Jesus proposes to us an approach to life’s challenges based on the spirit of humility and reliance on God’s strength and power. The approach is founded on a life that is open to God, with whom we can let go off our burdens. It is anchored on a spirituality that sees crosses as glorious crosses. It is inspired by a life that that has used the cross as a symbol victory. It is a lifestyle that sees problems as opportunities for growth and maturity, believing that God always makes use of crises and difficulties in our lives as ways of making us seek His kingdom more closely and more personally.
It is a different approach to what our world offers with its sense of control, domination and violence. It is the way of love instead of domination, of letting go instead of controlling, of peace and nonviolence instead of violence. By his becoming human, he humbles himself to encounter us as one of us, sharing our burdens and welcoming all who come to him. Jesus offers his own kind of yoke that lightens our life’s burdens and shows us the way to eternal life. A yoke is a tool that enables the one who uses it to manage a burden that would be impossible without it.

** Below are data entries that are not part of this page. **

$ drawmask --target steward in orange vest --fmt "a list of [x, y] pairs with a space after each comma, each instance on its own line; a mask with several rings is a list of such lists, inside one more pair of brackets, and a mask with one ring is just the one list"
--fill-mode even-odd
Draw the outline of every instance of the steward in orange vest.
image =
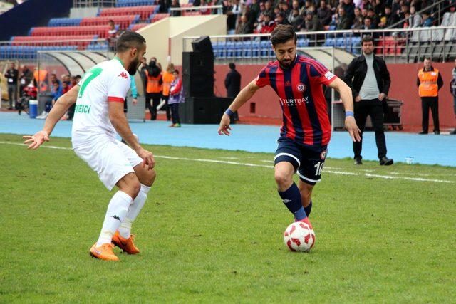
[[434, 133], [440, 134], [439, 122], [438, 92], [443, 85], [442, 76], [437, 68], [431, 65], [430, 60], [425, 59], [424, 68], [418, 71], [416, 80], [418, 95], [421, 98], [422, 128], [419, 134], [428, 134], [429, 129], [429, 108], [434, 121]]

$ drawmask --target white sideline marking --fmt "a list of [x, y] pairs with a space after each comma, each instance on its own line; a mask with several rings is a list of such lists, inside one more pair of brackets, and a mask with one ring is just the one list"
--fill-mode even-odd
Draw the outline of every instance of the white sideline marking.
[[[17, 146], [26, 146], [24, 144], [20, 144], [19, 142], [0, 142], [0, 144], [4, 145], [15, 145]], [[48, 149], [58, 149], [58, 150], [72, 150], [73, 149], [66, 147], [57, 147], [57, 146], [41, 146], [43, 148]], [[215, 162], [218, 164], [238, 164], [239, 166], [247, 166], [247, 167], [259, 167], [261, 168], [274, 168], [274, 166], [266, 165], [266, 164], [249, 164], [245, 162], [230, 162], [227, 160], [217, 160], [217, 159], [199, 159], [199, 158], [187, 158], [187, 157], [175, 157], [171, 156], [165, 156], [165, 155], [154, 155], [155, 157], [158, 158], [164, 158], [167, 159], [177, 159], [177, 160], [190, 160], [193, 162]], [[270, 162], [269, 161], [268, 161]], [[338, 169], [338, 168], [334, 167], [327, 167], [326, 169]], [[365, 173], [364, 174], [359, 174], [355, 172], [348, 172], [345, 171], [333, 171], [327, 169], [324, 171], [325, 173], [331, 173], [333, 174], [341, 174], [341, 175], [351, 175], [351, 176], [365, 176], [368, 177], [378, 177], [380, 179], [406, 179], [411, 180], [415, 182], [442, 182], [447, 184], [454, 184], [456, 183], [455, 181], [449, 181], [447, 179], [423, 179], [420, 177], [398, 177], [398, 176], [391, 176], [391, 175], [380, 175], [380, 174], [372, 174], [370, 173]]]

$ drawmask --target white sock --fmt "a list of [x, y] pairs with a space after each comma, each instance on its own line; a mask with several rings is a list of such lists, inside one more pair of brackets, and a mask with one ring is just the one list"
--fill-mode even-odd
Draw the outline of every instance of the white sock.
[[128, 207], [133, 201], [133, 199], [130, 195], [120, 190], [113, 196], [108, 206], [97, 247], [105, 243], [110, 243], [113, 236], [127, 216]]
[[131, 205], [130, 205], [128, 213], [119, 226], [119, 234], [123, 238], [130, 238], [131, 235], [131, 224], [135, 221], [135, 219], [136, 219], [136, 217], [144, 206], [144, 203], [145, 203], [145, 200], [147, 199], [149, 190], [150, 190], [150, 187], [141, 184], [140, 192], [138, 194], [136, 199], [135, 199]]

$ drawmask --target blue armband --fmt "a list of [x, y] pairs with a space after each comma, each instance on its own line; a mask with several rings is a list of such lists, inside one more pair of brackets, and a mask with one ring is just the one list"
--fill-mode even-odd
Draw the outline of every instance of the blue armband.
[[353, 111], [345, 111], [345, 117], [348, 117], [348, 116], [355, 116]]
[[232, 116], [233, 116], [233, 114], [234, 114], [234, 112], [233, 111], [232, 111], [231, 110], [229, 110], [229, 108], [225, 111], [225, 114], [227, 115], [228, 116], [229, 116], [230, 117]]

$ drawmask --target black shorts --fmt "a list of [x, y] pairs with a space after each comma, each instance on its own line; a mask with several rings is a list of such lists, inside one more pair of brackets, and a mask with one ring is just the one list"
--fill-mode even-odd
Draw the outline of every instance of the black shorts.
[[305, 146], [288, 137], [277, 140], [279, 147], [274, 158], [274, 165], [281, 162], [293, 164], [299, 179], [306, 184], [314, 185], [321, 180], [323, 164], [326, 159], [328, 146]]

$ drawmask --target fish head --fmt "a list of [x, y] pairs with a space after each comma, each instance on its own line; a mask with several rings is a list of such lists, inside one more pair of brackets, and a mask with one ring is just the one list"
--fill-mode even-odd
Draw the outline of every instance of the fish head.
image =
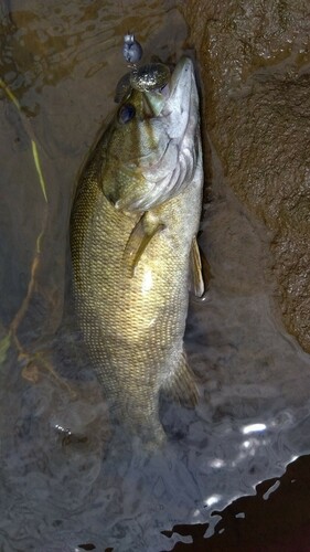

Fr Edmund’s Parish Update.
For now, the Blessed Sacrament will be exposed at the main church on Thursday & Friday, 10am to 6pm for private silent adoration and prayer. Please share this information to as many people as possible to come to adore the Lord in the Eucharist in the main nave of our church . We have to start from this and move towards the re-establishment of the Perpetual Eucharistic Adoration program in the parish. There is a definite need to start a new catechetical campaign on the Eucharist and adoration for the would-be 168 committed adorers. The community aspect, for one, has to be emphasized. We have to come up with a program of community building and education, including periodic meeting/reflection to sustain zeal and enthusiasm. Aside from the volunteer component, we have to re-visit the current Adoration Chapel itself, including its safety, security and its wheel-chair accessibility. Re-location can be a real option. In a way, the pandemic gives us an opportunity to transform this devotion as a powerful component of parish ministry. It needs a lot of preparation and ongoing work to make it really work. The adhoc committee is still open for those interested.
We are looking at affiliating our Parish Pantry with the Society of St Vincent de Paul network in our diocese. The move is to afford our outreach program a form of spirituality (how it is connected to our church community and our personal faith). There is an officially assigned diocesan spiritual director who provides spiritual guidance to its officers and members. The move also gives us access to existent organizational structures that can guide us in running this important parish apostolate. The move also gives an opportunity to re-visit our volunteer screening protocols mandated by the “Strengthening Communities” program of the diocese. On a later date, we will call a meeting of all current volunteers of our Parish Pantry and other parishioners who are interested in this pro-poor program.
In response to a diocesan communication, our parish is participating in a new Refugee Program for a family of four (4) from the Turkey area. Mary Ann Donaleshen is coordinating with Mirna Farahat who works with Antoinette at CCIS. The program will eventually require volunteers as well as financial contributions. Those who are interested to volunteer or to contribute can contact Fr Edmund directly. We will post more details as soon as they become available. For now, please pray for this particular refugee family and other families for their freedom.
Please continue to support our parish with its financial challenges at this time of the pandemic. As matter of urgency, we need volunteers to come forward for many of our ministries. If you are interested at all, please contact Fr Edmund directly.
We pray for health, healing and holiness.